# Mögliche Schräglagen mit MTB Reifen



## oliwa (28. Februar 2011)

Hallo,

ich fahre in meiner Freizeit auch eine Kuh (BMW Boxer R1150R).

Von dort weiß ich, dass heutige Motorradreifen 45° Schräglage halten können, also bis die Rasten kratzen.

Unlängst fuhr ich mit meinem Rad den Berg rauf und in einer Kurve, Radius ca. 15m, kam von oben ein MTB Fahrer entgegen, der sich reinlegte, wie ich mit meinem Motorrad. Die Reifen jammerten, man hörte förmlich, wie der Gummi runtergerubbelt wurde. Auf dem Motorrad traue ich mich recht viel, aber mit dem Rad? Mit der Kuh würde ich locker in die Kurve gehen wie der entgegenkommende mtb Fahrer, würde das aber mit dem Rad mich nie trauen, einfach deshalb, weil ich mir das mit den schmalen Reifen nicht vorstellen kann.

Meine Frage:
Wie viel Schräglage haltet so ein mtb Reifen? Kann man das am Parkplatz ausprobieren? Ich meine damit, lässt sich der Grenzbereich spüren. Und wenn ja, wie?

Die mtb Gummis sind ja mit Stollen versehen. Knicken die nicht weg?

Danke euch

Oliver


----------



## Stoegl (28. Februar 2011)

Schräglage geht prinzipiell immer mehr als man glaubt und mehr als man schätzt.
Grenzbereich ist reifenabhängig spürbar. Manche fangen sehr plötzlich an zu rutschen, andere sind in dem bereich gutmütiger. kannste auch am parkplatz ausprobieren - reifenabhängig. du merkst, worauf das hinausläuft...
Bei manchen reifen knicken die seitenstollen weg, bei anderen nicht. bei wetscreams ist das zB auf festerem Boden ziemlich krass spürbar weil die auch übelst wegknicken, beim minionF ist mir das dagegen noch nie aufgefallen.


----------



## MTB-News.de




----------



## snoopz (1. März 2011)

Schräglage geht in weichem Boden, wo die Stollen sich reinkrallen können, oft noch etwas mehr als auf dem Parkplatz. Und da geht schon ziemlich viel. Einziges "Problem" im Gelände ist halt, daß da immer mal lose Steine, Splitt oder feuchte Wurzeln sein können, so daß die Räder plötzlich versetzt werden. Darauf muß man gefasst sein, dann passiert auch nichts, bis auf, daß man vielleicht doch noch etwas mehr arbeiten muß, um die Kurve noch zu schaffen.

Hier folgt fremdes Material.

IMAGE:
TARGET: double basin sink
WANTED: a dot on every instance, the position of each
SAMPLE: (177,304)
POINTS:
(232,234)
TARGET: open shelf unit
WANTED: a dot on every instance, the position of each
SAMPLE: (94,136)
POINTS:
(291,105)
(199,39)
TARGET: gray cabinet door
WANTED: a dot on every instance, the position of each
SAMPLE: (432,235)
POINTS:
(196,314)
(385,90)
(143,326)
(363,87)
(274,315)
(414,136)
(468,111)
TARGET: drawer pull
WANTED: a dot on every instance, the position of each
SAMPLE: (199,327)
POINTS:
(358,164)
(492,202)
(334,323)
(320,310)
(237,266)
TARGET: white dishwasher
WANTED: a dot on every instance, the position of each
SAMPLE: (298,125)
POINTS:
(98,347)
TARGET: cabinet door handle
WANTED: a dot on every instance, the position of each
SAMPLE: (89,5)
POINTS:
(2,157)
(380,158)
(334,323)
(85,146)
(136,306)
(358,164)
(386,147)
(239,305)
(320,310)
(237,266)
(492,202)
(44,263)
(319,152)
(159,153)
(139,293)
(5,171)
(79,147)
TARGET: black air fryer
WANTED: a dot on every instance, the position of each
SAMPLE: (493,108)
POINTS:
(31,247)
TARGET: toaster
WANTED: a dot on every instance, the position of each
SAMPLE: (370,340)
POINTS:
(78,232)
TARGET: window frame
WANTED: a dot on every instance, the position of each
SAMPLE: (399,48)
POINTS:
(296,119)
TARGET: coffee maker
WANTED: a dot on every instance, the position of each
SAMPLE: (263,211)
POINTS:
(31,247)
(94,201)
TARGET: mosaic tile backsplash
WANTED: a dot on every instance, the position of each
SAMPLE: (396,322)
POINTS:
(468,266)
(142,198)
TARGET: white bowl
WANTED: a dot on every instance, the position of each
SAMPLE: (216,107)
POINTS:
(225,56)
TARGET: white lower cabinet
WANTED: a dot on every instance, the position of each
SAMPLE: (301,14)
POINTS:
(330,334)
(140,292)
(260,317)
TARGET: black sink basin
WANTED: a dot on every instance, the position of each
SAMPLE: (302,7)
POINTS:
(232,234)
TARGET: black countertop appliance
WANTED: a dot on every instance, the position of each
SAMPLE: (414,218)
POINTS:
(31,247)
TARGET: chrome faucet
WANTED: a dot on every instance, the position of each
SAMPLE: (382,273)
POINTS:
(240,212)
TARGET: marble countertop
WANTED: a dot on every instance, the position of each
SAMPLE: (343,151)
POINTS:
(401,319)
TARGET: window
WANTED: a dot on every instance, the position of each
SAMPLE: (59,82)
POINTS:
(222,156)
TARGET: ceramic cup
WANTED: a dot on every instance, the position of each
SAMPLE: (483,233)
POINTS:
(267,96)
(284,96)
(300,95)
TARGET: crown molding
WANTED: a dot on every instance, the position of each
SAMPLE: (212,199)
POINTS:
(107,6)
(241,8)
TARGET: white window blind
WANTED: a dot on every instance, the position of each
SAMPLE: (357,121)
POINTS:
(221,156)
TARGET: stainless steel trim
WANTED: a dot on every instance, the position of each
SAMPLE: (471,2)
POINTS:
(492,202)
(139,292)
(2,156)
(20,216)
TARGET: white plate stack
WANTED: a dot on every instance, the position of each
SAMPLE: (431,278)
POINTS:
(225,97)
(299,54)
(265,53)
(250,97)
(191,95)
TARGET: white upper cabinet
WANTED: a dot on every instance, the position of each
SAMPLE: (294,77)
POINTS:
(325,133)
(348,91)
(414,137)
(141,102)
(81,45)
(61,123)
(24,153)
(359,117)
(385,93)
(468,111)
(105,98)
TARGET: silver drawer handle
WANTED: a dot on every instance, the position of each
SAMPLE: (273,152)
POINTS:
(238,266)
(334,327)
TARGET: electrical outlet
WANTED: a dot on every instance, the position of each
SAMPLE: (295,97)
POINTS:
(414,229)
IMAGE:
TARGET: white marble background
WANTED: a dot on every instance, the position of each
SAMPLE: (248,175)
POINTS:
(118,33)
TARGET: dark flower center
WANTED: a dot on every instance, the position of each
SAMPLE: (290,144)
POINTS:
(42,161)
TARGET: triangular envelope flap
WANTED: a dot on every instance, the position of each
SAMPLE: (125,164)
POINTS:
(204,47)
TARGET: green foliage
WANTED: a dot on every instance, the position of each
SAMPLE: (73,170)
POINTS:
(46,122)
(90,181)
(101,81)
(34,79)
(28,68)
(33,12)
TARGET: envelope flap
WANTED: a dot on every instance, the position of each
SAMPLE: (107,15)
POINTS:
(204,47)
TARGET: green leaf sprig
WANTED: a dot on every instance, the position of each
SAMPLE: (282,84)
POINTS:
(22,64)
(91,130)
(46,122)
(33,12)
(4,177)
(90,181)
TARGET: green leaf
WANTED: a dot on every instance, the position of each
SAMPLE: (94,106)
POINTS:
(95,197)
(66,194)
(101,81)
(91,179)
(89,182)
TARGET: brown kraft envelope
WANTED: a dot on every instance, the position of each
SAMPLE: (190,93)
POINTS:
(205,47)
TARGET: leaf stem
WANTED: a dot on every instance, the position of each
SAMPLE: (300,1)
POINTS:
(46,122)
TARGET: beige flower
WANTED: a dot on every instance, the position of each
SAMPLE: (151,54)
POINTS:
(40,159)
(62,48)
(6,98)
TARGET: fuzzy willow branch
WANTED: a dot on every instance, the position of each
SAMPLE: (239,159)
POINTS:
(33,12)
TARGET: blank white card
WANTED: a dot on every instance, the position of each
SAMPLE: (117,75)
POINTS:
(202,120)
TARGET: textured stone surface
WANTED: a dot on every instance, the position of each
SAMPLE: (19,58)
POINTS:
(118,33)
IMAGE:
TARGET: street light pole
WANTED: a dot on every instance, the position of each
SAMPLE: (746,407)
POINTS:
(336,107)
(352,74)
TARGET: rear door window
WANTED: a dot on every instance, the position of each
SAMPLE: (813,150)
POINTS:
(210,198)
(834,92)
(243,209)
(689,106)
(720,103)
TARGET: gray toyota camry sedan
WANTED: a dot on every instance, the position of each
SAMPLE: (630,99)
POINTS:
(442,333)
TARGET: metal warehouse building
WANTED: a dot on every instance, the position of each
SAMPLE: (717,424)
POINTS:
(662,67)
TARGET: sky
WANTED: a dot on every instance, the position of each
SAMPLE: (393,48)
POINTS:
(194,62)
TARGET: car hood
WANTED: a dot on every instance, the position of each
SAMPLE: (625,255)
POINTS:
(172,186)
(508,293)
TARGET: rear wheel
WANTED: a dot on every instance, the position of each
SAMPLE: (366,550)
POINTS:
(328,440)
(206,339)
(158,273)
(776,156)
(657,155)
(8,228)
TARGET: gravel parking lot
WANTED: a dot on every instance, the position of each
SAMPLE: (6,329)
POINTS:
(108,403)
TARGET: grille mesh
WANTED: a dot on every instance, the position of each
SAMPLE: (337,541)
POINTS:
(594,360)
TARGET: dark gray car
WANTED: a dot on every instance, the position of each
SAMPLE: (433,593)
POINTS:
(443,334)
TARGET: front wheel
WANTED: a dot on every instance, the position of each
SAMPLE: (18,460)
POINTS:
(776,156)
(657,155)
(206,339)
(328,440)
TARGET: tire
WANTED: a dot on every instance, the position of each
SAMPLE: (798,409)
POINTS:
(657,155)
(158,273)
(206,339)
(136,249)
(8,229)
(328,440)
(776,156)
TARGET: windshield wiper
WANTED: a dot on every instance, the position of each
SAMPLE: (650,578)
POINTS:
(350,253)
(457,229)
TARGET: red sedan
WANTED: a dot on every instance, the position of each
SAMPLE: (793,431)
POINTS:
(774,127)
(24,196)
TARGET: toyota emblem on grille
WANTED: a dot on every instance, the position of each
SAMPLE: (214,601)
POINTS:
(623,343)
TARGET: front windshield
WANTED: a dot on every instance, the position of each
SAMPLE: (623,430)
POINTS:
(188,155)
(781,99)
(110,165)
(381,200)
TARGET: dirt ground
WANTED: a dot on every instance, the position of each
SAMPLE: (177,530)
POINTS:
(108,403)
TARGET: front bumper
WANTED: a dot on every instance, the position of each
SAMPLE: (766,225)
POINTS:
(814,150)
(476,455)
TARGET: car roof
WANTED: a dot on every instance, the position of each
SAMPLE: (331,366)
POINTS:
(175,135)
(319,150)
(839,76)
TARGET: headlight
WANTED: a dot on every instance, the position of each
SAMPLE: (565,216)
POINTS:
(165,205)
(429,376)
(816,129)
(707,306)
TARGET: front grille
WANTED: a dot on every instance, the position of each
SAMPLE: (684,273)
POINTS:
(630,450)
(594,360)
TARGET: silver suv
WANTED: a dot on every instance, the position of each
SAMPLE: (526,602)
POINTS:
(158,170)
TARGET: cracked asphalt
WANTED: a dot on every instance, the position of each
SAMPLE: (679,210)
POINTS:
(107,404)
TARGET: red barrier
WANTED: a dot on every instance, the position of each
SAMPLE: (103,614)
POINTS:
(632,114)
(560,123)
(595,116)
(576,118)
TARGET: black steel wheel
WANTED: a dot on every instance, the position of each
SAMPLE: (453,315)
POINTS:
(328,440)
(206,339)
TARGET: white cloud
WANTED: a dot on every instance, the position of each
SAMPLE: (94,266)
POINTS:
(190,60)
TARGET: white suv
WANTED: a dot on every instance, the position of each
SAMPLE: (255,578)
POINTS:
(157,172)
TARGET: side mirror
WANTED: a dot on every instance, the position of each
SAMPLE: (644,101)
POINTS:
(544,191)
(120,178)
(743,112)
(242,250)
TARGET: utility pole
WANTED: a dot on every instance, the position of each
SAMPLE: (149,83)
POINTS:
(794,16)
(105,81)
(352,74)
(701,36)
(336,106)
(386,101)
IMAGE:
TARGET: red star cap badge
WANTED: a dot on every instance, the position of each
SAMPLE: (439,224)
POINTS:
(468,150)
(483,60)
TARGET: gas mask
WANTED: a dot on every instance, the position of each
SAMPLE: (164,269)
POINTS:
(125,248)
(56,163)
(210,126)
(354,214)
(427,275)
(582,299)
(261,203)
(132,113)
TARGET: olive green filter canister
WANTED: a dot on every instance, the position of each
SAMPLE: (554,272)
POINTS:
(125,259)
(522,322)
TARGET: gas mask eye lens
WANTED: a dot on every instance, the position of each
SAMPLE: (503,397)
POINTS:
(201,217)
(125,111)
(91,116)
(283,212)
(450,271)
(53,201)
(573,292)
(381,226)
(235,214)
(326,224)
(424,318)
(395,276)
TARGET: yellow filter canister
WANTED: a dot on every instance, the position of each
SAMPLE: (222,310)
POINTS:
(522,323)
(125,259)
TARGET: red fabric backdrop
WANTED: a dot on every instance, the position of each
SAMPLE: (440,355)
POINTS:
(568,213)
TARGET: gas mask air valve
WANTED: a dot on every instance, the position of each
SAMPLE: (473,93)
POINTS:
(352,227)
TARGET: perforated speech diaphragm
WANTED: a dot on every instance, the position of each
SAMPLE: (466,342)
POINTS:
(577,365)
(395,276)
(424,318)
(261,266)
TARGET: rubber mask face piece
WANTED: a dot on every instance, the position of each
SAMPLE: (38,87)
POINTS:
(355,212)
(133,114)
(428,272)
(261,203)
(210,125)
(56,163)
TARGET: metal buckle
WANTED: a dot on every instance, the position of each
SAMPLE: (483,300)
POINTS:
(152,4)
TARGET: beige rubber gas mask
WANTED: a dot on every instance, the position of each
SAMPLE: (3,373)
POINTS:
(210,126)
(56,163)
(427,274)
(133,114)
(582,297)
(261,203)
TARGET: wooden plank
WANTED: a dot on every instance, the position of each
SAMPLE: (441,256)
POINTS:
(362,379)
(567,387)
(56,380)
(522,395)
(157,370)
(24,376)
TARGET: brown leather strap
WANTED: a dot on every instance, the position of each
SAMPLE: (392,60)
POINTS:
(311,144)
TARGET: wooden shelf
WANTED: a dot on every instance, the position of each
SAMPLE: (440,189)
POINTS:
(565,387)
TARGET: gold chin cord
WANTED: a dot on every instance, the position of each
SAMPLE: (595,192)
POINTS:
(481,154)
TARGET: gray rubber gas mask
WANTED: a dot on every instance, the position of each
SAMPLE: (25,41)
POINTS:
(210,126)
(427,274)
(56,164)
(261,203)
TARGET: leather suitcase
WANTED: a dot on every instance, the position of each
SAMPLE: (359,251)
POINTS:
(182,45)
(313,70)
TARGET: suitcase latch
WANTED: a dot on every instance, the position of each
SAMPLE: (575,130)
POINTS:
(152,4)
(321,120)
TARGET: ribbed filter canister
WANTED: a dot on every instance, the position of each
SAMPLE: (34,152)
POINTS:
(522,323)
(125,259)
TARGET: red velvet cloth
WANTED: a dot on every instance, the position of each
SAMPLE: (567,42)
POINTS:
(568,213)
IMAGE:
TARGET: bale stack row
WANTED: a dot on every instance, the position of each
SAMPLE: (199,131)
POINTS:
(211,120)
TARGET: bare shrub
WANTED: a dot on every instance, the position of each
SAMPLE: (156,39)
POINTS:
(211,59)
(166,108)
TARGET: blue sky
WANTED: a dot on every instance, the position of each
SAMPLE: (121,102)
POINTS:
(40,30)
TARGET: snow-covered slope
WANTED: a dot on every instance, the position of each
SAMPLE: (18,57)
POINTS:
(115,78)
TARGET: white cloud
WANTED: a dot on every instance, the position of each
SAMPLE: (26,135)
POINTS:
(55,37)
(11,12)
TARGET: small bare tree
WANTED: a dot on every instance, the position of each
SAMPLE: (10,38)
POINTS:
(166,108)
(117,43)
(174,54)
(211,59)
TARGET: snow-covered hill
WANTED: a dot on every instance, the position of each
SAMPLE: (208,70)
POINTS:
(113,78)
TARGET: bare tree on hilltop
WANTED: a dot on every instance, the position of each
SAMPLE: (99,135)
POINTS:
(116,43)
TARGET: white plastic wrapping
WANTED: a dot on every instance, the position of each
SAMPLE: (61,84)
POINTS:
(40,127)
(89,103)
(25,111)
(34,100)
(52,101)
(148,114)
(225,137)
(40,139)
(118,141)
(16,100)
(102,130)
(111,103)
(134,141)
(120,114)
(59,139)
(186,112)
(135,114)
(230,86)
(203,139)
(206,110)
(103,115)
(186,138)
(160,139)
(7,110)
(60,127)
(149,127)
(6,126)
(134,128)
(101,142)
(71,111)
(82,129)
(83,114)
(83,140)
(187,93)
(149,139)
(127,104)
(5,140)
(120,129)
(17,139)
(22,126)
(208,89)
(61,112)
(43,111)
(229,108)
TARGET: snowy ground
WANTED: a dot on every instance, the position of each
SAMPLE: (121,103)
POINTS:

Zur Breite der Reifen: Schau Dir mal Rennradler mit 20-23mm Reifen an. Die werfen sich ganz schön rein, ohne große Probleme. Das geht z.T. auch an 45 Grad vorbei. Die Haftung der Reifen hängt nämlich nur zum Teil von deren Größe ab. Die Gummimischung und v.a. die Geschwindigkeit machen einen riesigen Unterschied. Auch mußt Du bedenken, daß beim Motorrad die Reifen noch 200kg Motorrad in der Kurve halten müssen, beim Fahrrad ist typischerweise bei 20kg Schluß. Ich bin gerade etwas zu faul, um die Physik zu bemühen, aber das ist eigentlich ganz leicht auszurechnen.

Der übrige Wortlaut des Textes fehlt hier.